This is the penitent Christian that Cheam Socheong, the director of Phkoam High School where Duch (pronounced "Doik") taught math in the 1990s, remembers well. "Duch often talked of God and the good way," Mr. Cheam said in a recent interview at his school office in Cambodia's remote northwest. "He asked me why I didn't go to church. He tried to convert me."
First with communism, then Christianity, Duch has always embraced and espoused his beliefs with fervor, friends and family say.
The court's psychological exam noted "obsessive" traits in his personality, "both past and present," though it did not link that trait specifically with his faith.

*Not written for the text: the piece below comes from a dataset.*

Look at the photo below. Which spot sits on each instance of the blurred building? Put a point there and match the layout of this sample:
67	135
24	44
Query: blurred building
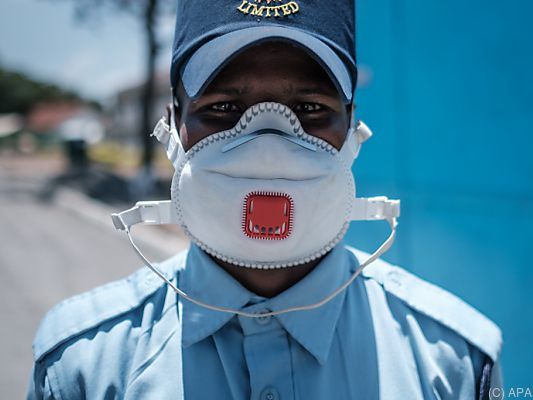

The intensity that once turned Duch into a feared prison chief has now transformed him into an evangelical Christian eager to cooperate with the court and seek forgiveness. Of five former Khmer Rouge cadres now in detention at the ECCC, he is the sole detainee to have cooperated with the investigating judges.
Duch's embrace of Christianity makes him "less likely than other defendants to justify the regime's abuses as necessary but painful steps toward socialism," says Stanford University's John Ciorciari, a senior legal adviser to the nonprofit Documentation Center of Cambodia.
A devoted communist teacher
Duch joined the Khmer Rouge in 1964 while attending college. The next year, he began teaching math at Skuon High School in Kompong Cham province, about 50 miles north of Phnom Penh. There, he often carried around Mao's Little Red Book and, although he could afford a car, rode to work on a rickety bicycle. He also encouraged students to embrace a peasant life, recalls Kek Channary, a former student.
That same year, Duch said goodbye to his family and friends and joined the underground ultra-Maoist movement. During the next decade, he oversaw several of the regime's security offices, most notably S-21 in Phnom Penh, now known as Tuol Sleng Genocide Museum, where it is estimated that more than 12,000 people confessed under torture to counterrevolutionary activity and were executed.